From rainbow marshmallows paired with butterscotch to the chocolate-and-peanut beauty that is Rocky Road, marshmallow bars can be made using so many different flavors, and as a bonus, they are the easiest bars you can make! The number of marshmallows you use in these bars can vary: some people like them more fudge than marshmallow; others like them way fluffier, until they’re basically one big marshmallow held together by fudge. I’ve suggested measurements based on each variation’s star ingredients, but feel free to experiment with more or fewer marshmallows to create your perfect bar.
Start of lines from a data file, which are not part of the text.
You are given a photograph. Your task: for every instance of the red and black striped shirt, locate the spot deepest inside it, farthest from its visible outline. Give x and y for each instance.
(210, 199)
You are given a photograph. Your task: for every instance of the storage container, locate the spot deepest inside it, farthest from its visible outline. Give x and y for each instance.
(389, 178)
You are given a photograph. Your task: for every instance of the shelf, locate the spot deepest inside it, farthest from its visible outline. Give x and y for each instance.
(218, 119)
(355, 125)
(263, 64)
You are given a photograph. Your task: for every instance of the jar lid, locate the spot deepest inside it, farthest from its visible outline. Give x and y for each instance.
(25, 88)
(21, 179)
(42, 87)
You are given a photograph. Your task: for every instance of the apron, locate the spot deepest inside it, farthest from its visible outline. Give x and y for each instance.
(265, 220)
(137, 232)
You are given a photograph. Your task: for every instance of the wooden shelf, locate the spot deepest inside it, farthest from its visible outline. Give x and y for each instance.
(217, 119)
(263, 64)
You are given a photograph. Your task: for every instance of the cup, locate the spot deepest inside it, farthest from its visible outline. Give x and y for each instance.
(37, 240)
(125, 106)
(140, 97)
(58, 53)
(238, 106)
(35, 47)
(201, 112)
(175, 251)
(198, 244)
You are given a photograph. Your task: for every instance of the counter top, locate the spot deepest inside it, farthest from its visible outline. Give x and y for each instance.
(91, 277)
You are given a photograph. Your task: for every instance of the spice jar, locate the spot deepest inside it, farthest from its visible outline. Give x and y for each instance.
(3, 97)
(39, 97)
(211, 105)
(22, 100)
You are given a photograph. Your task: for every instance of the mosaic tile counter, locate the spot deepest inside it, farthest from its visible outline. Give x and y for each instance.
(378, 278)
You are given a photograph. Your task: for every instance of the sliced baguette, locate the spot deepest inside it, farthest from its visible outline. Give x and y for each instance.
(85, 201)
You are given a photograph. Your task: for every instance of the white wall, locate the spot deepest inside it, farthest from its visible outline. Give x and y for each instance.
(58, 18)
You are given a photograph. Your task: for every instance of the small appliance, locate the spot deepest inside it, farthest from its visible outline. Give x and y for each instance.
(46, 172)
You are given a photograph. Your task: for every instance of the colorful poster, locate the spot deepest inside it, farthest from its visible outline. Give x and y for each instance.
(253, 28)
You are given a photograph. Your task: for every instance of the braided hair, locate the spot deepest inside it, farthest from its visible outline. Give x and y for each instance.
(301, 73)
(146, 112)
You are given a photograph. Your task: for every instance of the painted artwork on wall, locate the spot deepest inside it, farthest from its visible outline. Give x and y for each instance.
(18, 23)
Whichever version calls to you, all follow the same method, so making marshmallow magic couldn’t be simpler. –Karlynn Johnston
Marshmallow Bars
Karlynn Johnston's easy recipes for four types of fluffy marshmallow fudge bars.
Ingredients
Butterscotch Rainbow
- 1 cup smooth peanut butter not natural
- ½ cup salted butter
- 1 bag (10 oz/300 g) butterscotch baking chips
- ½ tsp vanilla extract
- 6-8 cups rainbow mini marshmallows
Rocky Road
- 1 cup chunky peanut butter not natural
- ½ cup salted butter
- 1 bag (10 oz/300 g) bag
- ½ tsp vanilla extract
- 6 cups white mini marshmallows
- 1 cup chopped peanuts
Hazelnut Rainbow
- 1 cup chocolate hazelnut spread such as Nutella
- ½ cup salted butter
- 1 bag (10 oz/300 g) semisweet chocolate chips
- ½ tsp vanilla extract
- 6-8 cups rainbow mini marshmallows
- ½-1 cup chopped toasted hazelnuts
Fully Loaded
- 1 cup chunky peanut butter not natural
- ½ cup salted butter
- 1 bag (10 oz/300 g) semisweet chocolate chips
- ½ tsp vanilla extract
- 4 cups white mini marshmallows
- ½ cup chopped peanuts
- ½ cup sweetened shredded coconut
- ½ cup crispy rice cereal
- ½ cup chopped well-drained maraschino cherries
Instructions
- These instructions apply for any of the four varieties of Marshmallow Bars. First, line a 13- × 9-inch pan with parchment paper.
- Place the first three ingredients in a medium saucepan. Heat over medium heat, stirring frequently, until melted, combined and smooth.
- Remove from the heat and stir in the vanilla. Let cool until just warm, but not so hot as to melt the marshmallows in the next step.
- Place the remaining ingredients in a large bowl. Pour in the peanut butter mixture, stirring to coat completely.
- Pour into the prepared pan, spreading evenly. Refrigerate for 2 to 3 hours, then slice into 24 bars.
- Store in an airtight container in layers, with parchment or waxed paper between each layer, in the fridge for up to 5 days or in the freezer for up to 3 months.